Sur la demande de provision
Il résulte du texte ci-dessus que la demande de provision ne peut prospérer que dans la limite de ce qui n’est pas sérieusement contestable.
En l’espèce, il résulte du décompte fourni par monsieur [U] que les impayés de la société JSK se montent à 15.774,07 euros à la fin du mois de février 2025, charges comprises.
La société JSK soutient que le bail ne respecte pas loi Pinel et que les charges n’ont fait l’objet d’aucune justification ni régularisation. De fait, comme l’a souligné le juge de l’exécution, la clause du bail initial, renouvelé aux mêmes conditions, et ne présentant aucune ambiguïté ou difficulté d’interprétation, doit être réputée non écrite en ce qu’elle ne précise pas de manière précise et limitative les charges, taxes, impôts ou redevances mis à la charge du preneur. Il existe donc une contestation sérieuse à ce que le juge de la mise en état puisse considérer la créance de charge comme évidente, certaine, liquide et exigible.
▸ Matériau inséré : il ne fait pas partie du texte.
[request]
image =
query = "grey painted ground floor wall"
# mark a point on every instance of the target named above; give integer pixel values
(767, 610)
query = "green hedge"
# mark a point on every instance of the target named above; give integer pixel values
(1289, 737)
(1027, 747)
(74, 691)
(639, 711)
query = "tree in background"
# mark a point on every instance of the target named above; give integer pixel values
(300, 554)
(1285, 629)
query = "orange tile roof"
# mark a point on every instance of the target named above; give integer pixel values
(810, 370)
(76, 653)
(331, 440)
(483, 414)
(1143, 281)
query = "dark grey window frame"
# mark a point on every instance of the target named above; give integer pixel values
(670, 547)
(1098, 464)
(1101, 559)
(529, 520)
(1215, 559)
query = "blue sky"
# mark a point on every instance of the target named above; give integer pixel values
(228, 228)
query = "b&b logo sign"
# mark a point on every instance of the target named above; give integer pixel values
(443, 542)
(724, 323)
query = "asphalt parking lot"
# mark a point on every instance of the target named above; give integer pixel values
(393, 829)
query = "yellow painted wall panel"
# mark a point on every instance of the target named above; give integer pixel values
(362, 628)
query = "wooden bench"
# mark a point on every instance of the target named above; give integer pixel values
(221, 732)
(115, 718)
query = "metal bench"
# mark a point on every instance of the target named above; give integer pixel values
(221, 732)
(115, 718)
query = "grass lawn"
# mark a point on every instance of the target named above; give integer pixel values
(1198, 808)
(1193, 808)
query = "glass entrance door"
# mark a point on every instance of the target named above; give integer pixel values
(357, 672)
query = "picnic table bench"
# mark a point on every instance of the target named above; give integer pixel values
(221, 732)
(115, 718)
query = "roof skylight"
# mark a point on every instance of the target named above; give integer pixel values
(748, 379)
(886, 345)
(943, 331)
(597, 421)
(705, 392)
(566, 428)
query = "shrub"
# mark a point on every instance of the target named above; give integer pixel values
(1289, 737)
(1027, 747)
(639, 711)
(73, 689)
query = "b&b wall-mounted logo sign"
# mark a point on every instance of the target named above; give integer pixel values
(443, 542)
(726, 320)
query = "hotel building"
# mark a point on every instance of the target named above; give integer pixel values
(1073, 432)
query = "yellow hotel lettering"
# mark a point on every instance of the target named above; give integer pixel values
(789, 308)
En revanche, la créance de loyers découlant de la délivrance du local est due, sauf pour le preneur à démontrer un défaut de délivrance qui l’aurait empêché d’exploiter son fond. Or, si la société JSK invoque une exception d’inexécution du fait de la nécessaire mise aux normes des locaux qui pèserait sur le bailleur, il convient de relever d’une part, qu’elle ne fait nullement état de l’impossibilité pour elle d’exploiter, d’autre part, que ce point fait l’objet d’une expertise afin de déterminer notamment la nature des travaux nécessaires pour la mise aux normes, en tenant compte des travaux effectués par la société JSK elle-même, lesquels peuvent avoir un impact sur l’imputabilité d’une éventuelle non-conformité. Dès lors, cette question, qui relève de l’appréciation du juge du fond, n’est en l’état pas tranchée. Les éléments au dossier ne permettent pas de démontrer qu’une telle inexécution sera retenue. Elle ne peut donc faire échec à l’attribution d’une provision relative à la créance de loyer qui est, elle, liquide et certaine puisque constituant la contrepartie de la mise à disposition du local exploité.
Le juge de l’exécution a cantonné la saisie-attribution diligentée en vertu de l’acte authentique de bail à la somme de 6.550,42 euros arrêtée au loyer à échoir du 2ème trimestre 2024, outre les frais et intérêts à recalculer par le commissaire de justice. Cependant, il indique avoir tenu compte pour cantonner la saisie, tant des versements directs effectués par la preneuse, à hauteur de 17.491 euros, que du fait que la créance de charge ne pouvait être prise en compte.
Partant, le bailleur sollicitant désormais les loyers des deux autres trimestres 2024 et du premier trimestre 2025 aux termes du dernier décompte (pièce 24) qui n’ont pas été pris en compte par le juge de l’exécution, est légitime à se voir allouer une provision à hauteur de 5.338,32 euros, en tenant compte des sommes directement payées depuis le 12/04/2024 et après déduction des charges.
Sur les frais et dépens
La société JSK, qui succombe à l’incident, sera condamnée aux dépens.
Il convient en outre de la condamner à payer à la somme de 1.000 € sur le fondement de l’article 700 du code de procédure civile, ainsi que les dépens de l’instance d’incident.
PAR CES MOTIFS :
Nous, Nathalie CLUZEL, juge de la mise en état, statuant par ordonnance contradictoire, susceptible d’appel,
CONDAMNONS la SAS JSK à payer à monsieur [U] [G] une provision, à valoir sur la somme totale due pour les loyers arrêtés au loyer à échoir du 1er trimestre 2025, de 5.338,32 euros ;
CONDAMNONS la SAS JSK à payer à monsieur [U] [G] la somme de 1.000 € en application des dispositions de l’article 700 du code de procédure civile ;
CONDAMNONS la SAS JSK aux dépens ;
RENVOYONS à l’audience de mise en état du 19 juin 2025 pour conclusions des parties sur le rapport d’expertise, précision faite qu’un rappel sera fait à monsieur l’expert.
PRONONCÉE publiquement par mise à disposition de l’ordonnance au Greffe du Tribunal judiciaire, les parties en ayant été préalablement avisées dans les conditions prévues par l’article 450 du Code de Procédure Civile.